綺麗だから?でもシェリルが綺麗なのは、初めて見た時から知っていた。
「アーマンディ様?」
「え?」
「……顔が赤いですよ?今日は日差しも強いですからね。暑いですか?」
「そう……なのかしら?」
じっと赤い目を見つめていると、更に鼓動が早くなる。
「なんだか……ぼうっとして……」
「熱中症?アーマンディ様はずっと地下室にいたので、日差しに抵抗力がないのかも知れませんね。今日はもう休みましょう。ネリー、自分で歩けるか?私の服の裾を掴めば良いから」
ネリーが大丈夫と言うと、シェリルはそっと下ろし、自身の服の裾を掴ませた。そして、アーマンディの肩に手をかける。
「シェ……シェリル様?何するんですか⁉︎キャア‼︎」
アーマンディが高い声をあげてしまったのは、シェリルから横抱きされたからだ。驚いたアーマンディは思わずシェリルの首周りにしがみつく。
「何って……運ぶんですよ。しかしアーマンディ様は軽いですね。もっと体重を増やすようマーシーに言いますね」
「か……軽いって、そんなわけないでしょう?僕は大丈夫だから下ろしてください」
「暴れないでください!ネリーがいるんですから‼︎ああ、もう……アーマンディ様が暴れるからネリーの手が離れてしまったじゃないですか」
そう言われてしまっては黙るしかない。アーマンディは恥ずかしいのを我慢して、両腕を胸のうちに収める。
「アーマンディ様……腕を私の首に回してください。そんなに縮こまれたら、逆に運びにくい」
「ご……ごめんなさい!」
「ネリー?歩くぞ」
「はーい!」
再びシェリルの服の裾を掴んだネリーが、元気良く返事をするとシェリルはゆっくり歩き出した。ネリーは器用にシェリルの後ろをついてくる。
「シェリル…様…あの……大丈夫ですから?」
「何がですか?そんなに真っ赤な顔をして」
まるで話を聞く気がないシェリルに、どうしたら良いのか悩むアーマンディに救いの神が現れる。
「アーマンディ様――どうなされたのですか?」
白地に赤い模様が描かれた信女服を着た女性が、ふたりに駆け寄ってくる。彼女の名はソニア。大神官より派遣されたアーマンディの世話をするための信女だ。信女の最高位である証の信女長のペンダントを付けている。
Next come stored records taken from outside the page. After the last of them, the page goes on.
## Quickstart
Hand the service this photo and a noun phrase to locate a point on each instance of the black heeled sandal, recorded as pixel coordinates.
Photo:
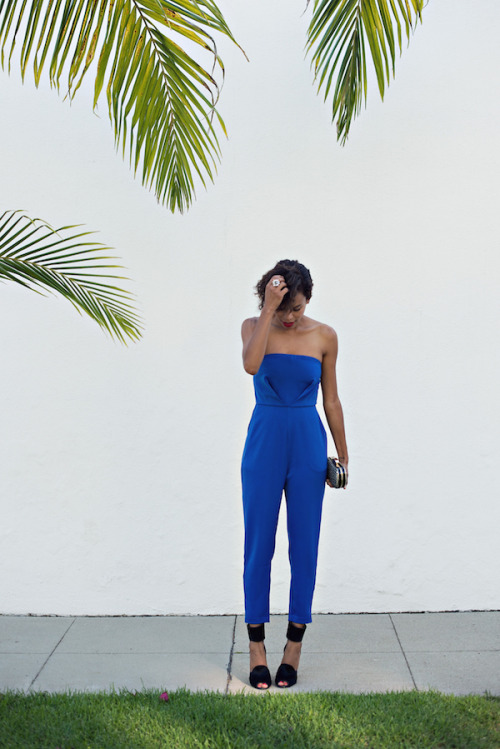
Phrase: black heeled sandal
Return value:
(286, 672)
(259, 674)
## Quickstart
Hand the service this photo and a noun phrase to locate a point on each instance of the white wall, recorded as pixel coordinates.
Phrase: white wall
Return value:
(120, 466)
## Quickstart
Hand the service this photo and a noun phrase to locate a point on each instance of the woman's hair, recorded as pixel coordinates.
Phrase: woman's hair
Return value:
(297, 278)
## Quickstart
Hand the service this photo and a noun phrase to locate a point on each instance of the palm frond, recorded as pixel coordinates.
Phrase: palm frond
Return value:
(337, 35)
(161, 100)
(36, 256)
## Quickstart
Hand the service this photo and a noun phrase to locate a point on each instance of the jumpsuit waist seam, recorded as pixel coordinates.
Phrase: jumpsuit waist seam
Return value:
(283, 405)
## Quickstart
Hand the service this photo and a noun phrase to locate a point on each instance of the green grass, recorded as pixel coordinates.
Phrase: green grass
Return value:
(194, 719)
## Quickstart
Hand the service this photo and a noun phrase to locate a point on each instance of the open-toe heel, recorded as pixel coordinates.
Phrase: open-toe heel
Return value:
(260, 674)
(287, 673)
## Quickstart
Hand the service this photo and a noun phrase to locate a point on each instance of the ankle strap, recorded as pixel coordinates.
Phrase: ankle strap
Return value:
(295, 634)
(256, 634)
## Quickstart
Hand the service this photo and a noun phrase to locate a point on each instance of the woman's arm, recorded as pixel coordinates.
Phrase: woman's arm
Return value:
(331, 403)
(256, 332)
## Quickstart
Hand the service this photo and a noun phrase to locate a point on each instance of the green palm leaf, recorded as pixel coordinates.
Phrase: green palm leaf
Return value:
(161, 100)
(35, 255)
(337, 35)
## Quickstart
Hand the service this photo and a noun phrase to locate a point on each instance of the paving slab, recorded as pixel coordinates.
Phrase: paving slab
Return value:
(146, 634)
(32, 634)
(446, 632)
(347, 672)
(329, 633)
(18, 670)
(458, 672)
(135, 671)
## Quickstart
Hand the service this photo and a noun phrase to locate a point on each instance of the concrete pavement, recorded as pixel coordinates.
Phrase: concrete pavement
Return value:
(455, 653)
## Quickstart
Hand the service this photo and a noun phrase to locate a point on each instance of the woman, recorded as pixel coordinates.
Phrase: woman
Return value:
(289, 355)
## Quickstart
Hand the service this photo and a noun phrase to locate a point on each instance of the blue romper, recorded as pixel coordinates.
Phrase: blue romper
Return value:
(285, 450)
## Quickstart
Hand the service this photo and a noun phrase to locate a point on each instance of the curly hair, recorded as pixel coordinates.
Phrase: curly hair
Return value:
(297, 278)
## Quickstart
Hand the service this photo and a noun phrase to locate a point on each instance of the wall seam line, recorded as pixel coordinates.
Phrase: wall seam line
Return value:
(51, 653)
(404, 654)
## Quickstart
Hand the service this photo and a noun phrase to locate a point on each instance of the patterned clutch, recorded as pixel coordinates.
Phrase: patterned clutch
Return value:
(335, 473)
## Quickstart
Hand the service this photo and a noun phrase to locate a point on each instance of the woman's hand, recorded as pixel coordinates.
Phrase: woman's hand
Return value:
(274, 293)
(344, 464)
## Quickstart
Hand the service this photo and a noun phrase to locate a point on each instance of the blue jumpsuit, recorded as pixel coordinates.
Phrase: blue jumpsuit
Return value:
(285, 450)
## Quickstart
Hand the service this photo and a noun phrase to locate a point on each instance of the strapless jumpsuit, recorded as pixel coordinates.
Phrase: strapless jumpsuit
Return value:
(285, 450)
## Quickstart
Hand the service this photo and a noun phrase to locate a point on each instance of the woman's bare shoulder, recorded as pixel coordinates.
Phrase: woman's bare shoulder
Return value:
(247, 326)
(250, 322)
(322, 329)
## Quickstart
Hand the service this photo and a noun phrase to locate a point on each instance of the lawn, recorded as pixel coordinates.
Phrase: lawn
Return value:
(141, 720)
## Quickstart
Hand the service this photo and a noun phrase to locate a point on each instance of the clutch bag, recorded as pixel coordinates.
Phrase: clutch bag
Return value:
(336, 473)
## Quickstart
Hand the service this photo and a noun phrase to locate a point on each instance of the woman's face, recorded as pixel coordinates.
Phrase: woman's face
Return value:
(290, 317)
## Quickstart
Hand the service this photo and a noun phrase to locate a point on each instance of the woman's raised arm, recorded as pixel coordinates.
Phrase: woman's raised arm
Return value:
(331, 402)
(255, 331)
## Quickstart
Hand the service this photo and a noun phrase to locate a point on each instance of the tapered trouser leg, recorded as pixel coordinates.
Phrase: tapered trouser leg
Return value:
(304, 499)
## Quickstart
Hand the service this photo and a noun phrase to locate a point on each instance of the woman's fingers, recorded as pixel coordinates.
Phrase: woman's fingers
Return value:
(275, 291)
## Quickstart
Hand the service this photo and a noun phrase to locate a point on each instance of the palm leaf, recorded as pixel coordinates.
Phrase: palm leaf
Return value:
(161, 100)
(35, 255)
(337, 35)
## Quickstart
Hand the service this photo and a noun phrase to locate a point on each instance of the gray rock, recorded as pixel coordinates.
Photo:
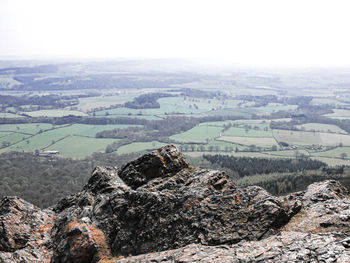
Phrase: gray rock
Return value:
(160, 209)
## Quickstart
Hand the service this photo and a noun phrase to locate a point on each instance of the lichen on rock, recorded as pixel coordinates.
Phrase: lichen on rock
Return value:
(159, 208)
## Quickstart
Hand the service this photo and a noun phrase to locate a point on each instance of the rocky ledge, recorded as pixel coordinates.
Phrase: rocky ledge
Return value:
(160, 209)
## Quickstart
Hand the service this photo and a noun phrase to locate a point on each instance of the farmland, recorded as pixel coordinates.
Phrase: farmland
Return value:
(226, 112)
(54, 113)
(77, 140)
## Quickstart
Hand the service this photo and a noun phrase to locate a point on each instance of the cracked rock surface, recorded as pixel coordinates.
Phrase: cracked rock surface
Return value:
(158, 208)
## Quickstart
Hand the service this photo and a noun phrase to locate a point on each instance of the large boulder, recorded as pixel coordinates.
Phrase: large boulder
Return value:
(158, 208)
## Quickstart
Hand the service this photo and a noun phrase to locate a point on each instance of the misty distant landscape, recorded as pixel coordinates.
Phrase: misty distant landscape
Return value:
(166, 131)
(281, 129)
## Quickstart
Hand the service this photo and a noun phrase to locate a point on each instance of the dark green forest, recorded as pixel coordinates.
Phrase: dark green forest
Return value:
(245, 166)
(43, 181)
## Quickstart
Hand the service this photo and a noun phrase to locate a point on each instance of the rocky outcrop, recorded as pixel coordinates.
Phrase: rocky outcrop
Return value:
(158, 208)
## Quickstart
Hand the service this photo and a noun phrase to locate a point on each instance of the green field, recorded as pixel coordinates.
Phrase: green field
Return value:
(322, 101)
(169, 105)
(273, 107)
(31, 128)
(321, 127)
(12, 138)
(9, 115)
(201, 134)
(54, 136)
(339, 113)
(242, 132)
(332, 161)
(90, 103)
(139, 147)
(259, 142)
(334, 153)
(80, 147)
(309, 138)
(54, 113)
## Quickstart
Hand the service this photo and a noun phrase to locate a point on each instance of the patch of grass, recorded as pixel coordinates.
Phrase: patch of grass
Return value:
(31, 128)
(334, 153)
(259, 142)
(80, 147)
(199, 134)
(90, 103)
(140, 147)
(9, 115)
(54, 113)
(332, 161)
(339, 113)
(321, 127)
(242, 132)
(309, 138)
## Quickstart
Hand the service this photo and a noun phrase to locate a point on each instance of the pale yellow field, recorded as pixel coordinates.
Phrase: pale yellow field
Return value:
(309, 138)
(332, 161)
(321, 127)
(339, 113)
(249, 140)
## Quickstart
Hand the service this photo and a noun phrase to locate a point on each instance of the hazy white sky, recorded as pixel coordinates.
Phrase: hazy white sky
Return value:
(250, 32)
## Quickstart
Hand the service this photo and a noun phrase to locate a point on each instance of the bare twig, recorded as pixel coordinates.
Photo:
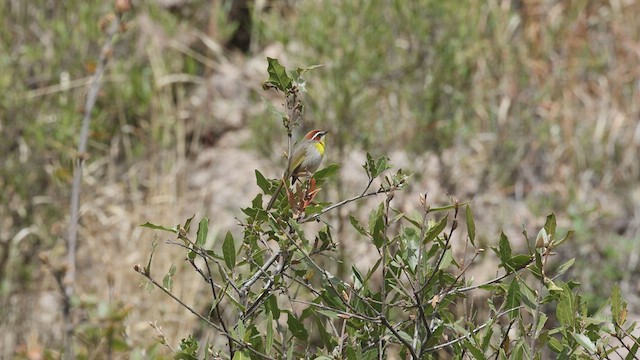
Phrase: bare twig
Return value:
(476, 330)
(240, 343)
(342, 203)
(72, 240)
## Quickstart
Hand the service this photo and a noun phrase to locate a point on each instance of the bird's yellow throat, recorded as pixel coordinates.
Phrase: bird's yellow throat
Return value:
(319, 146)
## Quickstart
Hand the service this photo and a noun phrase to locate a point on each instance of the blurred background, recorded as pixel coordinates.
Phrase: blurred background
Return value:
(523, 107)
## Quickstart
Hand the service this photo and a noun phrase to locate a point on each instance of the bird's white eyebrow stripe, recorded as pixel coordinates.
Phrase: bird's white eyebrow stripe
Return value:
(318, 134)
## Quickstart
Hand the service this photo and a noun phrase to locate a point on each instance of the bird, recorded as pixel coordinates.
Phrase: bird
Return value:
(305, 158)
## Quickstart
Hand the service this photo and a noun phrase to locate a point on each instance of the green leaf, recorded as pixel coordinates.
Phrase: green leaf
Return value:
(513, 298)
(356, 225)
(262, 182)
(229, 251)
(297, 328)
(278, 75)
(503, 251)
(149, 225)
(378, 227)
(586, 343)
(471, 226)
(274, 110)
(375, 167)
(242, 355)
(302, 71)
(519, 261)
(477, 353)
(564, 267)
(187, 224)
(203, 230)
(564, 309)
(435, 230)
(555, 345)
(542, 320)
(550, 226)
(565, 238)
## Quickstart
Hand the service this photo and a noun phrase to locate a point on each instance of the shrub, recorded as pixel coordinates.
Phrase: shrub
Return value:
(417, 300)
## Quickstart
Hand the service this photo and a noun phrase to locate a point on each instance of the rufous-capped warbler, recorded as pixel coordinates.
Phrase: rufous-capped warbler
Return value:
(306, 156)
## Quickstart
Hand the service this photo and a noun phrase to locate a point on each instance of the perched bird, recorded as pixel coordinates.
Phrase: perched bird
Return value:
(306, 156)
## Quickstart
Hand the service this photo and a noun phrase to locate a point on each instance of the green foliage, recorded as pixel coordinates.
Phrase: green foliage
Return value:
(416, 299)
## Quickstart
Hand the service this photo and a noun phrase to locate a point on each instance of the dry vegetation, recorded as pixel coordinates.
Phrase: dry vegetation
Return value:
(523, 107)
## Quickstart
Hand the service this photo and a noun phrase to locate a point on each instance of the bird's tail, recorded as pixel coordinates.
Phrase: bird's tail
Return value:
(274, 197)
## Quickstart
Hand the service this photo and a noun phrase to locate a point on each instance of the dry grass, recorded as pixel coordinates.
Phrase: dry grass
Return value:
(548, 122)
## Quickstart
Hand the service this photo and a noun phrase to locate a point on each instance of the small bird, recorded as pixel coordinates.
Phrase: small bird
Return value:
(306, 156)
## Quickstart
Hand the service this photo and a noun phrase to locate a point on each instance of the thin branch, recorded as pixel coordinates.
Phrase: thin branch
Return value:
(242, 344)
(342, 203)
(72, 240)
(476, 330)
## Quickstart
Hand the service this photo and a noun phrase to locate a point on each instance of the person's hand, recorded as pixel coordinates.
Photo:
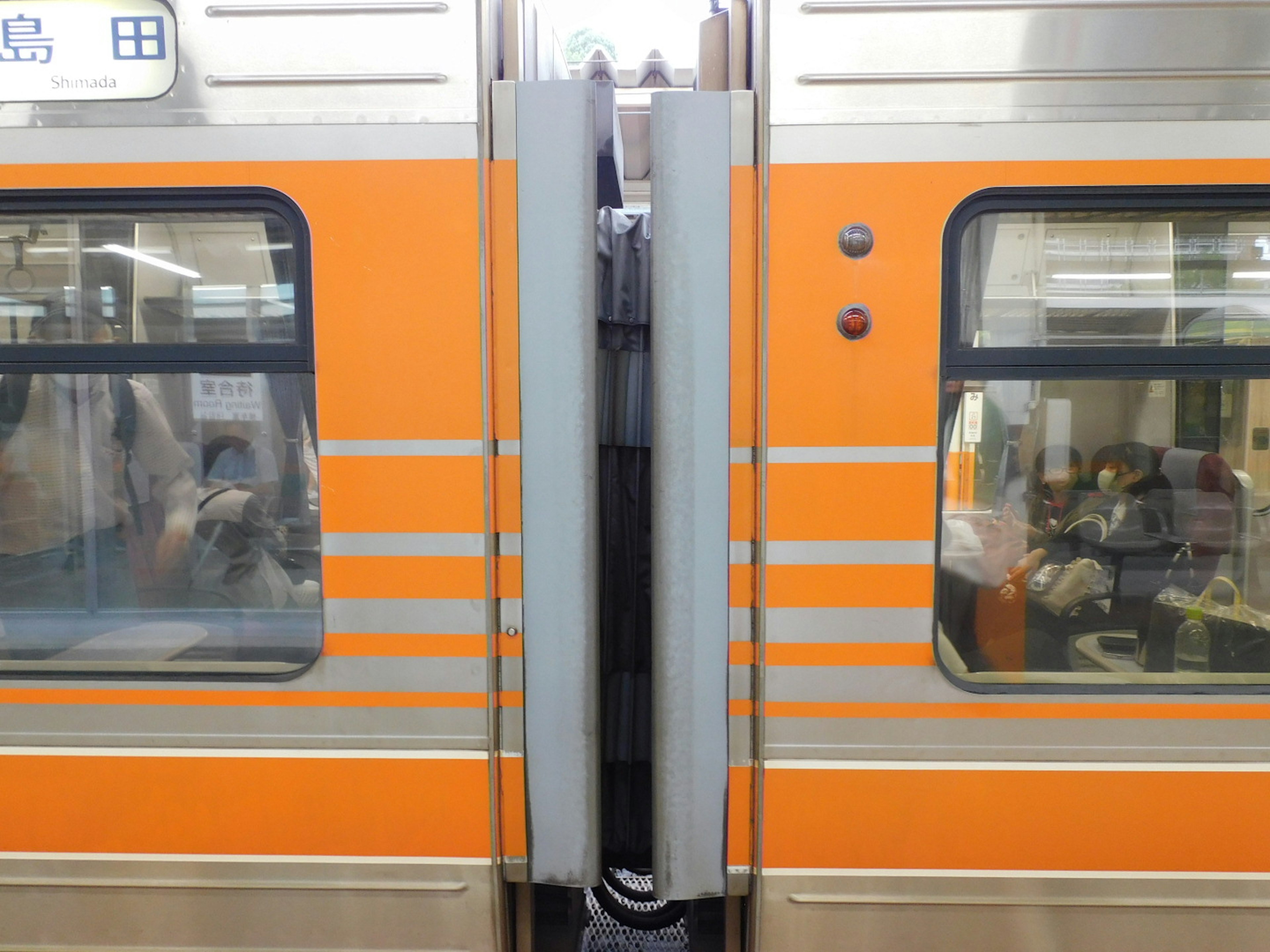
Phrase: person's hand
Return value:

その後ろを走ってくるのはルージュだ。ルージュは大神官に願い出て、アーマンディの教育係となった。ルージュはアジタートからアーマンディを助けられなかったことを恥じていた。それゆえに何かにつけ、アーマンディを助けようとする。
「ネリーは私が」
ルージュが手を伸ばすと、ネリーは素直に抱きかかえられた。ネリーは初めからルージュを優しい人だと言っていた。目が見えないネリーには、何かが分かるようだ。
「アーマンディ様の体調が悪いようだ。だから今日は休ませようと思うのだが」
「あら、それは大変ですわ。本日のお勉強はお休みに致しましょう」
ルージュから心配されて、アーマンディはますます居た堪れなくなる。手で顔を覆って隠したいが、シェリルに叱られると思うとできない。ここいるルージュもソニアも自分が男性だと知らないからなんとも思っていないのだろうが、男だと自覚があるアーマンディは恥ずかしくて仕方ない。
「浄化石の浄化も終わっていますし、今日はゆっくりお休みすべきだと思いますわ。ネリーは私達に任せてください」
ソニアに応えるようにネリーは手を上げて喜ぶ。
「では、アーマンディ様、行きますよ」
「……はい」
もう、これしか言えないとアーマンディは観念した。
とても恥ずかしい思いをしている。けれどこのくすぐったいけれど、暖かい時間が、何よりも幸せだとアーマンディは思った。
できるだけ長く続きますように……。そう心の底から願った。